Saturday, October 8, 2022
Let’s pretend I’m going to build a house with stones.
First, I’d need a bunch of stones dumped in my yard. Then I would need to expertly stack them, making sure to pick the right stones that fit together and that don’t fall over in the breeze. I’d also need some kind of mortar or clay to hold them together. I can imagine some of the stones would be a bit too big to be lifting and moving around, so I’d need a tractor with a bucket, or even better, a crane. There’s a lot that would go into this.
Now let’s pretend I actually completed my stone house. I still have a giant pile of rocks that I didn’t use. Some are just weird shapes, or cracked, or plain ugly. There is one stone in particular that was my least favorite because I kept tripping over it. I don’t want anything to do with these stones anymore.
Now I throw a little stone house-warming party, and my neighbor comes over. He says, “Hey, I want to build a stone house, too. Can I use the stones you didn’t want? I’ve got just the spot for each of them, especially that one you kept tripping over.”
“Come to him, a living stone, though rejected by mortals yet chosen and precious in God’s sight, and like living stones, let yourselves be built into a spiritual house, to be a holy priesthood, to offer spiritual sacrifices acceptable to God through Jesus Christ.” (1 Peter 2:4-5 NRSV)
Now that we’ve heard and accepted the good news (remember yesterday’s reading?), we’ve become “living stones” to God. The world will look at us and scoff because we’re weirdly shaped and of no use to them, but God has a special use for all of us. He especially chose each of us for his project.
God is building us together into what Peter calls a “spiritual house” to be a “royal priesthood” to “offer spiritual sacrifices.” Peter is using this imagery to prompt us to imagine ourselves as the temple of God. The temple is a sacred space where the divine lives, just as we are to be sacred spaces where God’s spirit dwells.
The priests are like mediators between the divine realm and the world, helping to make connections between the two. For us to be a royal priesthood means that we have access to God that we are to share with others. We are to connect God and people. We are to bring people into the experience of who God is.
The last part of that is that we are to make “spiritual sacrifices.” Naturally, when we think of sacrifices in the context of a temple, images of bloody animals appear in our head. If not, then I just made you think of bloody animals, and you’re welcome. Peter’s not suggesting that we do the kind of sacrifice that requires killing animals, but the kind that requires doing the right thing even if (or especially if) it costs us something.
The perfect example we have of this, of course, is Jesus. In the face of suffering and rejection, he chose to do the right thing and offer his life on our behalf. Doing the right thing didn’t just cost him something—it cost him everything. God notices and responds to our sacrifices.
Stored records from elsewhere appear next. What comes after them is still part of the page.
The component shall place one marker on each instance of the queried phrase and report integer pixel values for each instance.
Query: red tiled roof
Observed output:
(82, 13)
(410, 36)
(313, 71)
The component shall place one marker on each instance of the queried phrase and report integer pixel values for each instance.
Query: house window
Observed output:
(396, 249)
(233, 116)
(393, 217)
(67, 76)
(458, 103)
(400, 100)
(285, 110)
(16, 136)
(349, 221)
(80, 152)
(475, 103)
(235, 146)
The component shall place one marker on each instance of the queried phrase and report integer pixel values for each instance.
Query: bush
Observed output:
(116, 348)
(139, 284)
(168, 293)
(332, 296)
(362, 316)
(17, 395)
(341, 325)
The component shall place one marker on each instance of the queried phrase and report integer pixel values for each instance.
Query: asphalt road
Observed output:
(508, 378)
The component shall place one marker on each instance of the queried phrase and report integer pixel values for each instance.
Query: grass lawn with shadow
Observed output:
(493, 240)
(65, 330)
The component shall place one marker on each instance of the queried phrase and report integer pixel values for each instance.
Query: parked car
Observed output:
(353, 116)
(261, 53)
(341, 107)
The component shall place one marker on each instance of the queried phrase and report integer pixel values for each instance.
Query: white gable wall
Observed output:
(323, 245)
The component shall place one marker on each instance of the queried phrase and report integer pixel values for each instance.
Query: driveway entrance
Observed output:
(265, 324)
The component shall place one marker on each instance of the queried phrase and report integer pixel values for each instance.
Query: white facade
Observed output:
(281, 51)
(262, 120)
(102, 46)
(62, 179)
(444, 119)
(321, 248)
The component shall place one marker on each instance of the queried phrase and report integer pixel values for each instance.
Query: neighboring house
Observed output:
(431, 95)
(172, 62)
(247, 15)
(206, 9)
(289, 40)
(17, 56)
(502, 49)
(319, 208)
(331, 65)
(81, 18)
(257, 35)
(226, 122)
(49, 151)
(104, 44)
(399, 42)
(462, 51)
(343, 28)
In Jesus’ case, he was resurrected and exalted to God’s right hand. He was rejected by the world but made into the stone holding the whole house together.
We’re to follow Jesus’ example and be willing to put ourselves in God’s hands as we do the right things, knowing we could very well lose something in the process. Just as God saw Jesus’ sacrifices, he will acknowledge and respond to ours. That doesn’t mean that we should do good things expecting a reward, but that God is just, and will remember the trouble we went through while pursuing His purposes.
We know the world is going to be skeptical of our stone house. One hope is that through being God’s servants and living blamelessly (doing the right thing), the world may look at us and see honor in what we do. We are witnesses and priests to them, representing God to them as Christ did to us. We can hope that the fruit of our sacrifice is that God can gather even more living stones to make the stone house bigger and stronger.
Thanks for coming along with me this week on our journey through the book of James and the beginning of 1 Peter.
1. How does it make you feel knowing that God chose you to be one of his living stones?
2. What kinds of spiritual sacrifices have you made? What did it cost you?